Dari situlah warga sekitar memberikan nama Banyu Tibo. Obyek wisata ini masih begitu alami. Tidak banyak pembangunan yang ada di sekitar lokasi. Seluruh pengelolaan wisata dilakukan oleh warga sekitar.
Sebelum mengelola Banyu Tibo, warga sekitar rata-rata bekerja sebagai petani. Ada juga yang menjadi nelayan. "Wisata ini baru dibuka kurang lebih 3,5 tahun dan semua pengelolanya adalah warga sekitar atau warga desa," terang Surahman, 67, salah satu pengelola Banyu Tibo.
Obyek wisata ini justru pertama kali diketahui oleh orang luar Pacitan. Waktu itu banyak yang datang. Mereka selanjutnya mengupload foto saat berwisata di Banyu Tibo. Dari situ, semakin banyak yang datang. "Setelah itu, kami berinisiatif untuk melakukan pengelolaan obyek wisata ini," katanya.
Lokasi wisata ini berjarak 1,5 kilometer dari jalan utama. Meski tidak terlalu jauh, pengunjung harus berhati-hati untuk menuju ke lokasi wisata. Karena jalan hanya bisa dilewati oleh minibus. Itupun lebar jalannya juga sempit. Sehingga tidak bisa dilalui dua mobil sekaligus. "Kalau untuk keluar masuk mobil, kami menggunakan HT. Jadi ini jalannya memang kecil," terang Surahman.
Tetapi, perjuangan pengunjung akan terbayar saat sampai di lokasi Banyu Tibo. Keindahan alam pegunungan dipadu dengan suara deburan ombak laut menjadi pemandangan yang tidak biasa. Belum lagi, pengunjung akan menyaksikan pemandangan unik berupa guyuran air tawar yang menuju ke pantai.
Tetapi, Pantai Banyu Tibo tidak bisa digunakan untuk sekadar berenang. Karena tingginya ombak serta lokasi yang sempit cukup berbahaya. Apalagi jika sang pengunjung tidak jago berenang. Untuk merasakan sensasi guyuran air tawar, pengunjung harus turun lebih kurang 2 meter.
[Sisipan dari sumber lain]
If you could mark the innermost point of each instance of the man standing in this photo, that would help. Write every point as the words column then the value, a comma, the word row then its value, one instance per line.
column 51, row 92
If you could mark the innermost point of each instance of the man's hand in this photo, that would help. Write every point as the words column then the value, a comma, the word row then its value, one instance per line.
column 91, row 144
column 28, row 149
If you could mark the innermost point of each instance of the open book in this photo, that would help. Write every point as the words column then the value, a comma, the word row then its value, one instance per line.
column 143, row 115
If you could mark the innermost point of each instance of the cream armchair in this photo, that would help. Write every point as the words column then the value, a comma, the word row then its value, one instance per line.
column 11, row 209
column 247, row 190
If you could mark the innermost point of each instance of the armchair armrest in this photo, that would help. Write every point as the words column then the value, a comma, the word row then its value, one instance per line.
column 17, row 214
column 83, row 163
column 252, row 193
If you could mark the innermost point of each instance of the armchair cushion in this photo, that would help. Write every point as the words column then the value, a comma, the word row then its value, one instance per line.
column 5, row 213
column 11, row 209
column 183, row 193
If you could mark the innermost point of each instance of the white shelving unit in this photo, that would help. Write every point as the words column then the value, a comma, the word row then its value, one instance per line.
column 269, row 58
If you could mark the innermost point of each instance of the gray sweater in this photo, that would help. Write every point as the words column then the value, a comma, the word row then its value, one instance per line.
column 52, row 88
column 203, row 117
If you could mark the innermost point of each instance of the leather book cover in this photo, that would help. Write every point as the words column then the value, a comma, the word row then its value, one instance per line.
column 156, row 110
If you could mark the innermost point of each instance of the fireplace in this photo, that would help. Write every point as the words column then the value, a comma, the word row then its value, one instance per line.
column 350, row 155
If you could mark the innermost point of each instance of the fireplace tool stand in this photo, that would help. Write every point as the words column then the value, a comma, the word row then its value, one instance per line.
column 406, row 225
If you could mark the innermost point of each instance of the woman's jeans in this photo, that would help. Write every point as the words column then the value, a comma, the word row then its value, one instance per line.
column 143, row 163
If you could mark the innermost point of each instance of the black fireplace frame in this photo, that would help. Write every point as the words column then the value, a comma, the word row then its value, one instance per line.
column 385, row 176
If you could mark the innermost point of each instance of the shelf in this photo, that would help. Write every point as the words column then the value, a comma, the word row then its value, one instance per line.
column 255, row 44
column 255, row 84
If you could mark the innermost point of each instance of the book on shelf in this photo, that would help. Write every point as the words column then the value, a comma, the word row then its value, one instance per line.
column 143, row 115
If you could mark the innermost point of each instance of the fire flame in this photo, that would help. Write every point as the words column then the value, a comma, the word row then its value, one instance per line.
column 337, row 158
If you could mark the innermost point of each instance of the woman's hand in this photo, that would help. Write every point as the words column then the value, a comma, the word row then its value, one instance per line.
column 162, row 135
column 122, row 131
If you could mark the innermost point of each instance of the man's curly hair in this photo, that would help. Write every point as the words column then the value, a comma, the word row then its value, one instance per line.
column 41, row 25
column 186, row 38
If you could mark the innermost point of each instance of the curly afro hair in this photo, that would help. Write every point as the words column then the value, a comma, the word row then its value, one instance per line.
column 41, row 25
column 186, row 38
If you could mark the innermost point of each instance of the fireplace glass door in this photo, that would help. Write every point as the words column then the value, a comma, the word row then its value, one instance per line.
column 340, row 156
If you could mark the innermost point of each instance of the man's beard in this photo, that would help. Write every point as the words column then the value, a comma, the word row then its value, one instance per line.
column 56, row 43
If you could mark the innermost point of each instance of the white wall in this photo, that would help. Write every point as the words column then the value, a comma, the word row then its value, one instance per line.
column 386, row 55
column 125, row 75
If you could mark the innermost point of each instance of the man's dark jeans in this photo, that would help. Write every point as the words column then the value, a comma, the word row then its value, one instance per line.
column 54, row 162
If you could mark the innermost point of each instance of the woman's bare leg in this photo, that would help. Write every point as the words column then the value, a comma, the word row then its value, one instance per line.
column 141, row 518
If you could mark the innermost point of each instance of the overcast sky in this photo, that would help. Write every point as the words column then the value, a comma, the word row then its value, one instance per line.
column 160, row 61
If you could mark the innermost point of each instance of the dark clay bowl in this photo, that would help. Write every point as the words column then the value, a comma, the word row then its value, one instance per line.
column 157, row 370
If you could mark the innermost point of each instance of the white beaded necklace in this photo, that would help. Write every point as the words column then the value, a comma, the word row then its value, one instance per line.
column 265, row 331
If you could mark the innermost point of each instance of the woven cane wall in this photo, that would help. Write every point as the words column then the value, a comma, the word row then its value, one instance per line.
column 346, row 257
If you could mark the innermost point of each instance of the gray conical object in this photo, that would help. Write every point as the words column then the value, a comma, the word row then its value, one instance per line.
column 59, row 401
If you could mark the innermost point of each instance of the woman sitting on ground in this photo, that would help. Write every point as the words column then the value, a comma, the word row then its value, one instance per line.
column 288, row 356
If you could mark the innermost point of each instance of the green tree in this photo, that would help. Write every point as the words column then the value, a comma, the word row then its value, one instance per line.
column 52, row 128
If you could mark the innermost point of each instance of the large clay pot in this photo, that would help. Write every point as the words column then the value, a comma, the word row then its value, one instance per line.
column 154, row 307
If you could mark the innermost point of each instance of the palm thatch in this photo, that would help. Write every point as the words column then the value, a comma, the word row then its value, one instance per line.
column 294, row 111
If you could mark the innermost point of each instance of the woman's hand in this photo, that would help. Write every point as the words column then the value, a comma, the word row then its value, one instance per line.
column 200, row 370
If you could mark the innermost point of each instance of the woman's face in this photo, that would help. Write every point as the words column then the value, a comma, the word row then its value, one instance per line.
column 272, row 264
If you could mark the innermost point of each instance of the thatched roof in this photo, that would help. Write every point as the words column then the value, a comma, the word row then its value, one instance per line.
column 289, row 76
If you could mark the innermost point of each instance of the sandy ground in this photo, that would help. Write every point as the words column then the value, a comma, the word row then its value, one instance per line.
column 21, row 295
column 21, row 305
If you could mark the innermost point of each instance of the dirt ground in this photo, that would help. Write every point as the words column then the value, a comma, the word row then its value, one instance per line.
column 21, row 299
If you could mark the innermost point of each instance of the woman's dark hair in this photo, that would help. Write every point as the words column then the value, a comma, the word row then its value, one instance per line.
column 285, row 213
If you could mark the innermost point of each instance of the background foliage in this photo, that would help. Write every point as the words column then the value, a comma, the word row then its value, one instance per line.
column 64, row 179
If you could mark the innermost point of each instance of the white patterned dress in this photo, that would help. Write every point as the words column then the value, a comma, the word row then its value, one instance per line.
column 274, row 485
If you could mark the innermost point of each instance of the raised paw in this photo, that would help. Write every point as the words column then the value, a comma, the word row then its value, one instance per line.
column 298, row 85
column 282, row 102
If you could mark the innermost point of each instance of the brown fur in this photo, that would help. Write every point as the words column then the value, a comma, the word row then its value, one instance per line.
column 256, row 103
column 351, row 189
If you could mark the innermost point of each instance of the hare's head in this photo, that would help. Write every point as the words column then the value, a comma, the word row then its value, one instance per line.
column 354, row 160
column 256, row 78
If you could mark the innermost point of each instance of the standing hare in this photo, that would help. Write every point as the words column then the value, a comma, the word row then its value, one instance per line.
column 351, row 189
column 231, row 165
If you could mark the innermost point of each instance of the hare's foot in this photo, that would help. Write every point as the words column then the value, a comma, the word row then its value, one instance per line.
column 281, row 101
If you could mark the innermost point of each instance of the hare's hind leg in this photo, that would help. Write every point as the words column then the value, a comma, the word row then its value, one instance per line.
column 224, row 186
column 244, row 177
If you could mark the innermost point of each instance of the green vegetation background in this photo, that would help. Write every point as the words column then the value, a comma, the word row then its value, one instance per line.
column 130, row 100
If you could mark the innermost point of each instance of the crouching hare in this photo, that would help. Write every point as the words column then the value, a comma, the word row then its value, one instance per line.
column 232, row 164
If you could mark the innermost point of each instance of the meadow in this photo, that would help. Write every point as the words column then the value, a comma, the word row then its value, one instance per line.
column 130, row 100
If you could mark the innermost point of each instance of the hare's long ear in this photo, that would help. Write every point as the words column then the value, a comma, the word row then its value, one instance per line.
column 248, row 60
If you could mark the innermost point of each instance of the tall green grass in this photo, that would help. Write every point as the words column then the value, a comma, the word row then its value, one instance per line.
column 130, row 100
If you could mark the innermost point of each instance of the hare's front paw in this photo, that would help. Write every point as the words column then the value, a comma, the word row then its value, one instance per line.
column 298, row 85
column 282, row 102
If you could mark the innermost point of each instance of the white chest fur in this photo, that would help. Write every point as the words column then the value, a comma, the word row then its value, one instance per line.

Pengelola sudah menyiapkan tangga dari bambu untuk menuju ke lokasi. Tetapi sebelum turun, Anda sebaiknya menyewa pelampung yang sudah disediakan oleh pengelola. "Untuk pelampung sewanya Rp 10 ribu. Tapi kalau mau tidak menyewa pelampung, ya tidak apa-apa membayar seiklasnya saja," ucap Surahman.
Di pantai, sudah ada lebih kurang delapan pemandu. Mereka sudah terlatih sehingga bisa memberikan keamanan saat pengunjung ingin mencoba berenang. Sejak dibuka beberapa tahun lalu, sudah sangat banyak pengunjung yang datang.
Mereka ada yang dari Surabaya, Malang, Semarang, Solo, Yogyakarta dan berbagai Kota lainnya. "Kalau tidak hujan, pengunjung bisa 300 orang per hari. Kalau pas libur lebih banyak sampai 500 orang. Tapi kalau hujan ya sangat sedikit," terangnya.
Salah saeorang pengunjung, Tiwi, 28, mengaku begitu terpesona saat melihat Banyu Tibo. Menurutnya, wisata alam ini masih begitu asri. "Mungkin masih perlu dieksplore lagi potensi alamnya biar lebih menarik," kata Tiwi.